Millions of Americans suffer from heart failure, and it’s the leading cause of hospitalization for people over 65. It comes in four stages, from mild to severe, and is a progressive and always eventually fatal disease. But the course of the disease can be profoundly affected by other factors.
In an ongoing study of heart failure patients, after adjusting for factors such as sex, age, hypertension, severity of heart failure, and comorbidities, moderate to severe depression remained a predicting factor for all-cause mortality for heart failure patients.
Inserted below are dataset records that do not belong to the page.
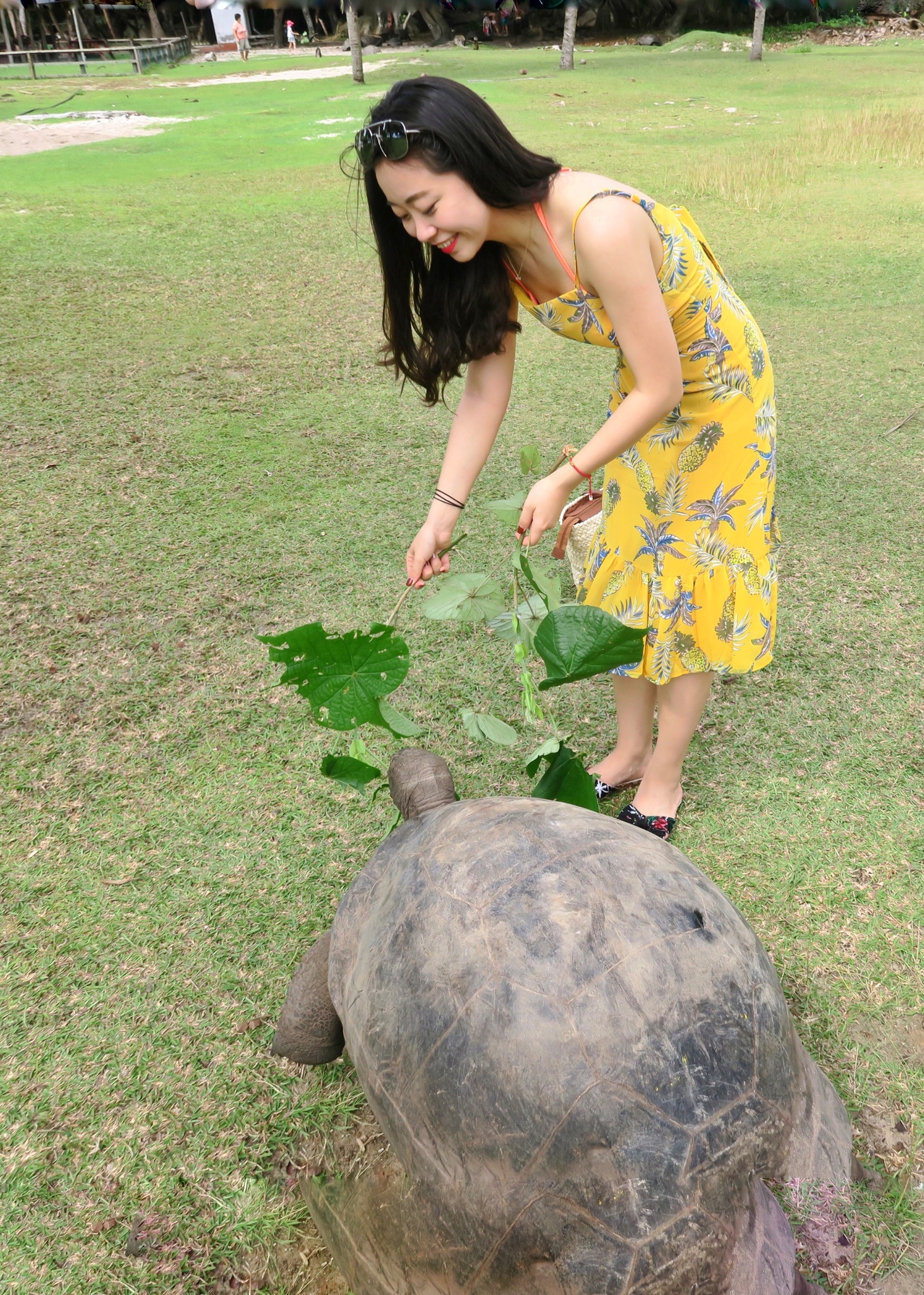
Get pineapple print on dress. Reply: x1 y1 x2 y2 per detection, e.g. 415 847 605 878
514 190 778 684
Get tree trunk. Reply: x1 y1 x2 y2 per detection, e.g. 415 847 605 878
558 0 577 73
102 9 119 40
347 0 366 84
145 0 164 40
750 0 767 63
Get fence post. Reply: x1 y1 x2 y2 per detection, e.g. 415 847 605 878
71 4 87 77
0 9 13 67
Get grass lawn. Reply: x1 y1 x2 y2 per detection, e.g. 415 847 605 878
0 42 924 1295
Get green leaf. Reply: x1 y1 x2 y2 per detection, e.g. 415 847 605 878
524 737 562 778
488 593 546 651
514 548 562 611
257 620 410 730
370 698 423 737
484 491 526 525
536 603 647 692
533 746 599 812
459 709 519 746
423 572 504 620
321 755 382 795
520 446 542 474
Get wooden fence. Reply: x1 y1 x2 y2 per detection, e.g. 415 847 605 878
0 36 193 80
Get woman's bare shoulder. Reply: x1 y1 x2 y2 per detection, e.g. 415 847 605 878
547 171 653 218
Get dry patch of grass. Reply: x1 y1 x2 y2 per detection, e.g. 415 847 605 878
686 105 924 211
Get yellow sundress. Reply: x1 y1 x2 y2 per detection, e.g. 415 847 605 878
510 189 778 684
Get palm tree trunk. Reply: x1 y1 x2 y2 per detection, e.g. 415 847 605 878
143 0 164 40
558 0 577 73
748 0 767 63
347 0 366 84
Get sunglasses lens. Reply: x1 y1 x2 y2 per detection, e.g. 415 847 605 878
353 126 375 166
379 122 408 162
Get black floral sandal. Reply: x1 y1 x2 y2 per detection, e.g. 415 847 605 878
616 804 677 840
588 771 642 802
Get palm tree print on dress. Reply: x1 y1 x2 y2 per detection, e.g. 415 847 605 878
687 482 744 535
635 518 683 575
561 288 603 340
647 404 694 450
504 190 778 684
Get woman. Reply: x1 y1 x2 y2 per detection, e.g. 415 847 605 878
356 77 777 837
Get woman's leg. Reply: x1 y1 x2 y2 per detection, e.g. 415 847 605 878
589 675 657 787
631 671 712 818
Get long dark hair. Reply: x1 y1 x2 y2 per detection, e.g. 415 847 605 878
365 77 561 404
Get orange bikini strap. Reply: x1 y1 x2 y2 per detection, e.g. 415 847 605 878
571 189 642 288
533 202 581 288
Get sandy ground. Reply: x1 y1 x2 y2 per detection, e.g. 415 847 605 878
0 113 193 158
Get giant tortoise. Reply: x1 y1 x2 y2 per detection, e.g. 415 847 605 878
273 750 862 1295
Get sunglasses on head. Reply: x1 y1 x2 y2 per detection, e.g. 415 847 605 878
353 118 420 166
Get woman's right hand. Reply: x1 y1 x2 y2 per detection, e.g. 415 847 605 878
406 520 456 589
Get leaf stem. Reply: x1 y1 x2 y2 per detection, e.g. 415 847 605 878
386 535 468 625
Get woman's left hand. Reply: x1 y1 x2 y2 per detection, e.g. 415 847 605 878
516 463 581 546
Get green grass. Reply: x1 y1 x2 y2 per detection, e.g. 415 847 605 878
0 42 924 1295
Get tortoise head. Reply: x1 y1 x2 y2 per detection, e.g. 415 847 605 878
388 746 456 819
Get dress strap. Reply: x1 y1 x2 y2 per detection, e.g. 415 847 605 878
533 202 577 284
564 189 642 292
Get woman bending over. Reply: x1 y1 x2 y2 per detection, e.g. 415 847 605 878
356 77 777 837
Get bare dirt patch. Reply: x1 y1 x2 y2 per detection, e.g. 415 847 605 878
0 113 190 158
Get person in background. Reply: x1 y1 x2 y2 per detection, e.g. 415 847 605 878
232 13 250 63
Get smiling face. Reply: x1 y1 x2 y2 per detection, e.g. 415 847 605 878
375 158 490 262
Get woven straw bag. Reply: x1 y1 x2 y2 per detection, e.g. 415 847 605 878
551 489 603 584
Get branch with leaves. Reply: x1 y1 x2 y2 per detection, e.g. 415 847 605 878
260 446 636 809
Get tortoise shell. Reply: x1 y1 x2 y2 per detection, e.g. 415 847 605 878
325 798 799 1295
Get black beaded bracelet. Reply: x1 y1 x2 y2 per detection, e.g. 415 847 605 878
434 489 465 510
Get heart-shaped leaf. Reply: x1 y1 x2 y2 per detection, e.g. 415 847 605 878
370 698 423 737
533 746 599 812
257 620 410 730
536 602 646 692
423 572 504 620
459 709 519 746
520 446 542 476
321 755 382 795
524 737 562 778
488 593 546 653
484 491 526 525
In other words, if you’re depressed and have heart failure, you’re five times more likely to die an early death than a similar patient who isn’t depressed.
Now, add that fact to this one: heart failure patients who exercise more have fewer hospitalizations and better outcomes on all scores. Another recent study examined how levels of social support and barriers to exercise affected heart failure patients’ willingness to keep up with exercise programs. Not surprisingly, when patients completed surveys about the types of support they received and their barriers to exercise, those who had worse situations in regard to finances, weather, transportation, and/or childcare had less success in adhering to exercise regimens. And those with reduced barriers did, in fact, exercise more and have better outcomes.
Medical experts can only surmise why exercise helps depression, but there’s clear evidence that it does. So, what is the cost of having millions of heart failure patients regularly re-hospitalized versus helping reduce those social barriers and giving them the chance to experience longer and better-quality lives?